I did some more research today and found that the KK ultra by Herm Sprenger and the Myler Comfort Bits are supposed to work without contact to the roof of the mouth. I may try one of those, especially the myler since it has the barrel and no nutcracker effect. But I will wait until I've tried all the stuff I've ordered so far.

If anyone has experience with the KK or the Myler Comfort please share.
     
    09-21-2010, 05:49 AM
  #13
Trained
^ I was about to reccomend a Myler :]

They are my go-to bit for a horse with a low palate or fat tongue or one who just doesn't like bulk in the mouth.
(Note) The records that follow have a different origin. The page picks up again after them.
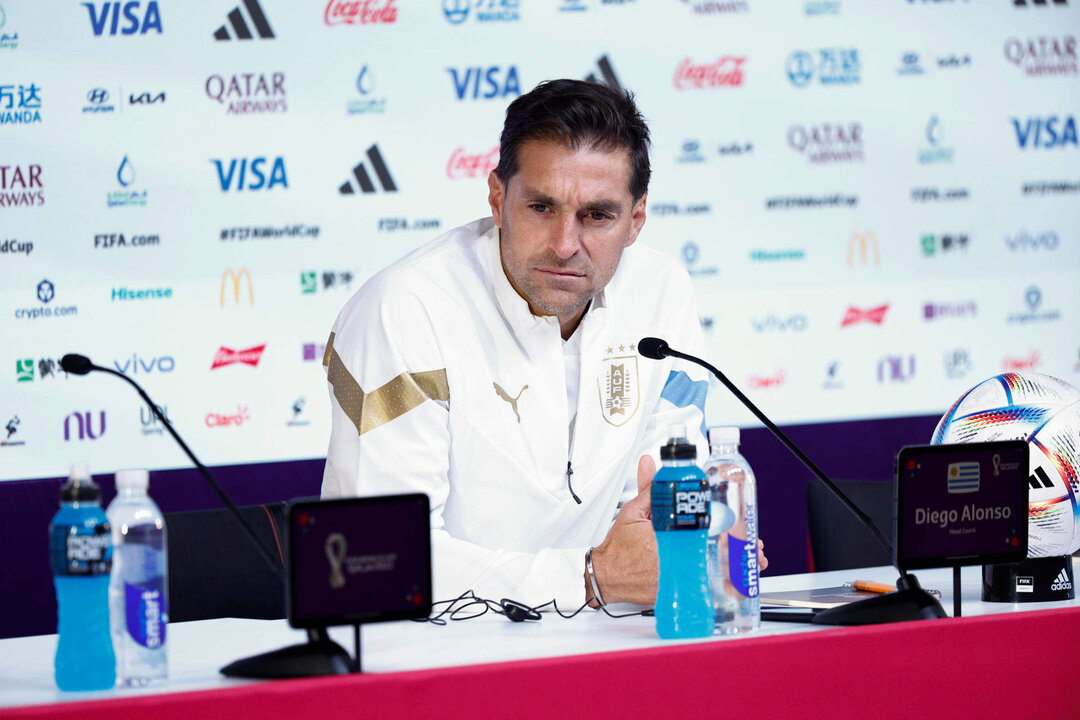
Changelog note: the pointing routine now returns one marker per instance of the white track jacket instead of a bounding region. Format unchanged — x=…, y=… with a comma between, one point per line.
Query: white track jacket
x=443, y=382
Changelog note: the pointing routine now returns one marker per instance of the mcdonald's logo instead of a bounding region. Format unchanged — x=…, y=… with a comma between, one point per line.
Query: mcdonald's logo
x=237, y=276
x=863, y=249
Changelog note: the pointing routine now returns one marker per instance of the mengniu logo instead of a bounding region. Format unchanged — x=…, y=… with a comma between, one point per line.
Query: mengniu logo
x=82, y=424
x=235, y=277
x=607, y=76
x=485, y=82
x=132, y=17
x=240, y=26
x=1048, y=132
x=251, y=174
x=19, y=105
x=360, y=12
x=482, y=11
x=725, y=71
x=127, y=197
x=364, y=180
x=226, y=356
x=829, y=66
x=21, y=186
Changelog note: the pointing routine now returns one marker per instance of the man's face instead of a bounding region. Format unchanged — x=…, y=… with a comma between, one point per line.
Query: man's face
x=564, y=221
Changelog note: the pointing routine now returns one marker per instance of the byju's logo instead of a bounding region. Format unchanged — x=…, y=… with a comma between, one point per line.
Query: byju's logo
x=106, y=18
x=19, y=105
x=1043, y=56
x=83, y=426
x=483, y=11
x=831, y=66
x=607, y=76
x=935, y=136
x=364, y=180
x=367, y=102
x=14, y=177
x=485, y=83
x=248, y=93
x=1049, y=132
x=251, y=174
x=827, y=143
x=1026, y=241
x=362, y=12
x=240, y=27
x=129, y=197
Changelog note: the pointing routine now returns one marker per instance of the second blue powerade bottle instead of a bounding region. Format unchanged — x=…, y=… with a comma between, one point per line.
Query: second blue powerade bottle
x=680, y=503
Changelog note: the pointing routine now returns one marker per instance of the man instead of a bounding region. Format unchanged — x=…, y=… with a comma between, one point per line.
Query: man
x=495, y=368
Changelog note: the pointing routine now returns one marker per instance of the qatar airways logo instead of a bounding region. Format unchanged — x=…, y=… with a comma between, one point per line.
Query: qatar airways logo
x=726, y=71
x=360, y=12
x=229, y=356
x=463, y=164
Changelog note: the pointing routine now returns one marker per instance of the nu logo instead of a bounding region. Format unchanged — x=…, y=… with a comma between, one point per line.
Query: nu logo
x=240, y=25
x=84, y=425
x=513, y=401
x=863, y=248
x=100, y=21
x=364, y=180
x=607, y=75
x=253, y=172
x=235, y=277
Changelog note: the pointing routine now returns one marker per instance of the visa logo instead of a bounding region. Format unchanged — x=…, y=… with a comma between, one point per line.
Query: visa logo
x=107, y=17
x=1049, y=132
x=485, y=83
x=251, y=175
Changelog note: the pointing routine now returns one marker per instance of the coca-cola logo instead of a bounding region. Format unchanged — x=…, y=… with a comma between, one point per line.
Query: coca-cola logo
x=229, y=356
x=464, y=164
x=725, y=72
x=360, y=12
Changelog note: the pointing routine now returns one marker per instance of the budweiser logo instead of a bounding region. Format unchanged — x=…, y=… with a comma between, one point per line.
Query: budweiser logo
x=463, y=164
x=726, y=71
x=875, y=315
x=360, y=12
x=229, y=356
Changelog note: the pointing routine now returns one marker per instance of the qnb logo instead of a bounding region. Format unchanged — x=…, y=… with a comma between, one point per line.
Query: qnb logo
x=240, y=27
x=364, y=180
x=485, y=83
x=607, y=76
x=83, y=425
x=123, y=17
x=251, y=174
x=1048, y=132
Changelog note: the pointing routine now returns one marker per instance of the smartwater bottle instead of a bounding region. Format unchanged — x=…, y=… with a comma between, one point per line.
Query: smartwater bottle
x=80, y=548
x=732, y=535
x=138, y=595
x=680, y=519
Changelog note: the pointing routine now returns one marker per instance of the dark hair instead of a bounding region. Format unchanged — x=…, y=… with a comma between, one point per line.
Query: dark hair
x=577, y=113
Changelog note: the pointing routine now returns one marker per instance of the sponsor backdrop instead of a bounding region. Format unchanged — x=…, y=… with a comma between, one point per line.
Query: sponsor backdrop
x=879, y=203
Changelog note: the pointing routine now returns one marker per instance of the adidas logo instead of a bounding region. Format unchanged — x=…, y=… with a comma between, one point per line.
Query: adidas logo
x=240, y=25
x=364, y=180
x=1062, y=582
x=607, y=75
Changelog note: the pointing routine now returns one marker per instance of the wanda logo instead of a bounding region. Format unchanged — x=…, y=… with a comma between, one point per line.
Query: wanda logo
x=464, y=164
x=360, y=12
x=726, y=71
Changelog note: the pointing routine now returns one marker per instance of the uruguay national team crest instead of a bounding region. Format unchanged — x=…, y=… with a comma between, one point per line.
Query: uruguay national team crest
x=618, y=388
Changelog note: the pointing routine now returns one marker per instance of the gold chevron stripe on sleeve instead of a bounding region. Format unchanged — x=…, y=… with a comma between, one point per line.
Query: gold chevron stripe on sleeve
x=394, y=398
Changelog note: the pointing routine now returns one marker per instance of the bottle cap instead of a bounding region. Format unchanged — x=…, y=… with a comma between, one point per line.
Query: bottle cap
x=133, y=478
x=723, y=436
x=677, y=447
x=80, y=487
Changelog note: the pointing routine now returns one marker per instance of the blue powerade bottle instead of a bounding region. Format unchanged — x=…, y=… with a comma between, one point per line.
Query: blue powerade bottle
x=80, y=548
x=680, y=503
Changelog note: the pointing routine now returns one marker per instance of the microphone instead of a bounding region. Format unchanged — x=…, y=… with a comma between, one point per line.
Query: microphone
x=908, y=602
x=76, y=364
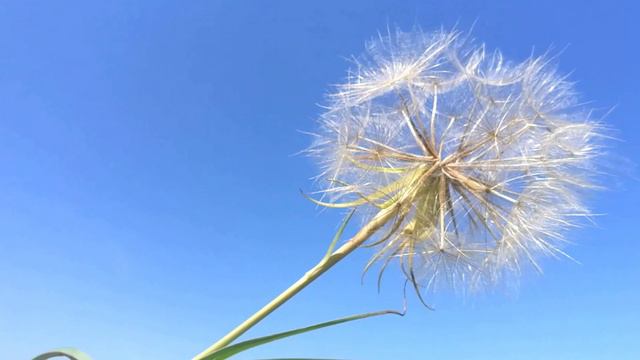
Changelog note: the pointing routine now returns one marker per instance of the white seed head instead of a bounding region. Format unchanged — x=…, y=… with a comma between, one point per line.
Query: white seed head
x=485, y=160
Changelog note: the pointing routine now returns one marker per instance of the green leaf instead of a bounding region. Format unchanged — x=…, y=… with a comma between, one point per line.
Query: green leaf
x=231, y=350
x=70, y=353
x=335, y=239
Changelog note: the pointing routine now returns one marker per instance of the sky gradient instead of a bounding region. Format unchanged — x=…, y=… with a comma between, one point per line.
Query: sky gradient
x=149, y=182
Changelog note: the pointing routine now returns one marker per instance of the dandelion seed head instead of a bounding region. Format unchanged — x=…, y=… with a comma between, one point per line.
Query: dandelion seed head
x=485, y=160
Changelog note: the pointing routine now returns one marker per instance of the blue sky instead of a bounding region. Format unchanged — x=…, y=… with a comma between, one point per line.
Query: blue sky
x=149, y=193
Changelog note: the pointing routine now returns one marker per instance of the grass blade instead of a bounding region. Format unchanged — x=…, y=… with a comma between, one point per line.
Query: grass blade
x=231, y=350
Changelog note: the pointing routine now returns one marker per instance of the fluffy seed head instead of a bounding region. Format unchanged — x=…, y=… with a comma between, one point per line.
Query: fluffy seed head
x=485, y=159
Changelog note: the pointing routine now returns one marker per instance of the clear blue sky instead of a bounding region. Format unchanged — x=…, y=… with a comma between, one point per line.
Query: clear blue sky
x=149, y=197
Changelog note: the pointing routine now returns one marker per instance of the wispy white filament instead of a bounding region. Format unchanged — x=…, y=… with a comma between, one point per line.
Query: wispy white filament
x=485, y=159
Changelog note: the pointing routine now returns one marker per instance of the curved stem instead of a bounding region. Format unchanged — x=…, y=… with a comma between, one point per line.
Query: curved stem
x=325, y=264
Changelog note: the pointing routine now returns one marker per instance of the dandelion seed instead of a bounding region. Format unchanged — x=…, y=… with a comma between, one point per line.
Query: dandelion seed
x=482, y=160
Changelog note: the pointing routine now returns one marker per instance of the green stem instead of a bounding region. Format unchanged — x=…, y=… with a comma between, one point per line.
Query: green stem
x=325, y=264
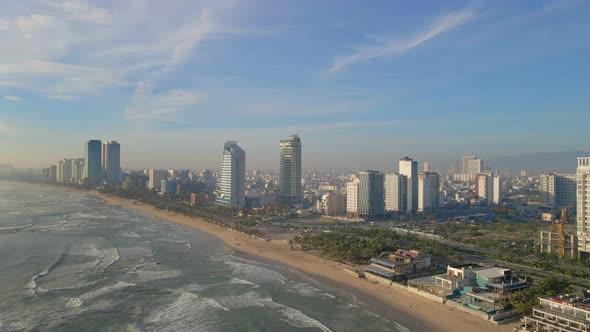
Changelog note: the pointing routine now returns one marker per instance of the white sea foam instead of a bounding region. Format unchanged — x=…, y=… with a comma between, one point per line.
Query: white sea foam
x=189, y=312
x=237, y=281
x=296, y=318
x=255, y=273
x=86, y=298
x=130, y=234
x=31, y=286
x=310, y=291
x=14, y=228
x=249, y=299
x=144, y=276
x=289, y=315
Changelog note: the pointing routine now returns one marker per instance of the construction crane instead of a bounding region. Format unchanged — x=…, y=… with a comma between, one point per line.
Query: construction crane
x=558, y=228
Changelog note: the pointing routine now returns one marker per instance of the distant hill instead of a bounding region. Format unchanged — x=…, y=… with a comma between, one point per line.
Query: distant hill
x=6, y=169
x=562, y=162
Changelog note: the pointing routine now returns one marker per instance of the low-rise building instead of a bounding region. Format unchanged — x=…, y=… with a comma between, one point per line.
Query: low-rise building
x=570, y=312
x=549, y=243
x=399, y=264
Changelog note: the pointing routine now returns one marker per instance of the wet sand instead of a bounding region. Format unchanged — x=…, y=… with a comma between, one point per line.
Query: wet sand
x=413, y=311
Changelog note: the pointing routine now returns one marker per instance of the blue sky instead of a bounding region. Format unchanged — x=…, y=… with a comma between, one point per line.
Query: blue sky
x=363, y=83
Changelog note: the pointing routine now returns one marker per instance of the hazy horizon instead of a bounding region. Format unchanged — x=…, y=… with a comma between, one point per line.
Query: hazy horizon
x=361, y=86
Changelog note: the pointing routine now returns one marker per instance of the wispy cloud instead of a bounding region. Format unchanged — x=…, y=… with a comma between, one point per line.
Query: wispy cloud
x=146, y=105
x=60, y=97
x=75, y=48
x=12, y=98
x=388, y=47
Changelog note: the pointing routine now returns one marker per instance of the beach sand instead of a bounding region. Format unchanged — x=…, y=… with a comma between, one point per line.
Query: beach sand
x=413, y=311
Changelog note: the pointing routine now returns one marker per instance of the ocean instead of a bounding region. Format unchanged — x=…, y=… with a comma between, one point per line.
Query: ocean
x=69, y=262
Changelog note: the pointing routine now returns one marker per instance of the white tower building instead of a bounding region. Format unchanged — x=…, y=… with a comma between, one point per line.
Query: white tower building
x=583, y=207
x=396, y=188
x=290, y=191
x=232, y=179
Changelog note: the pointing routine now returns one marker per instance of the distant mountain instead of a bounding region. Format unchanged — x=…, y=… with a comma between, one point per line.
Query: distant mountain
x=561, y=162
x=6, y=169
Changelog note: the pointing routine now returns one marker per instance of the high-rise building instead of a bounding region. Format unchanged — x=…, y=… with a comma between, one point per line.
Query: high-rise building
x=558, y=190
x=428, y=191
x=497, y=192
x=583, y=207
x=232, y=180
x=60, y=171
x=53, y=173
x=77, y=170
x=111, y=162
x=371, y=203
x=489, y=187
x=93, y=162
x=409, y=168
x=66, y=171
x=396, y=189
x=290, y=191
x=155, y=178
x=352, y=194
x=471, y=165
x=333, y=203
My show horse has fleshy lips and is in an offset D level 1 comfort snaffle.

My young horse just likes the thinner mouthpiece and she is in the loose ring level 1 comfort snaffle.

They are well designed bits that really do take into account mouth comformation unlike so many others.
     
    09-21-2010, 01:23 PM
  #14
Super Moderator
I use a KK ultr (double snaffle with a "bean" in the middle) the most of any bit I have. It is a loose ring and I absolutely LOVE it and have not found a horse yet that doesnt do just fine in it. It is not particularly thinner than any bit, tho. However, you can get them thinner.
I have a Myler comforat full cheek. It is ok, too.
In most cases, outside of a really hard,or sharp, or fat bit, any bit is ok if it is used well. In your case, you have a special situation.
I will be so curious to hear how your choices work out for you. It's really great that you are taking the time and effort to make this situation better for you horse.
     
    09-21-2010, 02:02 PM
  #15
Foal
You both mention using a loose ring snaffle. I am looking at the myler comfort eggbutt and loose ring. I read an article on bits and what I got from it was that the loose ring is more flexible for the horse, but that if you don't have steady hands the horse can feel jiggling from the loose ring. I've been riding over a year now, but have only had a couple months of lessons. I don't think I'm all that steady. What are your thoughts on this? Should I be using an eggbutt or loose ring if I end up getting a myler?
     
    09-21-2010, 02:08 PM
  #16
Green Broke
I use loose rings for two of my lesson horses that beginners ride. You can see a head-set change when someone has noisy hands, but I find it useful as the rider can clearly see the effect their hands have on the horse. It makes teaching a quiet hand easier IMO.
     
    09-21-2010, 02:19 PM
  #17
Super Moderator
I think the loose rings , because they can roll freely, reposition themselves constantly to stay in direct alignment from the riders elbow, hand to mouht. I read that this disallows the horse to lean on the bit and allows form better contact in a whole range of angles.
Eggbuts are morse steady and softer where the bit ring meets the mouthpiece. Less likely to pinch the horse's lips. But they have a more clearly defined place where the line (hand to bit) is straight and other angles the straight line is lost because the bit ring doesnt freely roll. I am not sure I explained that well.
Both would be fine. I think eggbut is used more in hunter/jumper but they are also very good bits.
If you get loose rings, be sure it's big enough so it doesn't pinch the horse. And don't put it too high in horse's mouth. THis old thing of TWO wrinkles in the corner of the mouth is hogwash. One mild wrinkle is plenty. Letting the bit be as low as it can without clanging on the horse's front teeth is best. The horse will be alot happier and will be able to "carry" the bit with his mouth rather than fighting a sense of it pulling back up into his throat, gagging him.
     
    09-21-2010, 02:38 PM
  #18
Foal
Good advise, thanks. I read and read and ask and ask and I'm still always learning something new, or hearing something from a different prospective. Thanks again.
     
    09-21-2010, 02:45 PM
  #19
Super Moderator
I just checked out your horse and she is gorgeous! What intrigueing coloration. She had great confirmation from what I can see and a cute as a button face. I am jealous!
     
    09-22-2010, 12:24 AM
  #20
Foal
What I do is start a horse in a mechanical hackamore (may be the same as short shank, I have not heard that term), then once they are responding to that, I switch them to an English jumping hackamore. It's like "graduating" to something with less pressure on the face.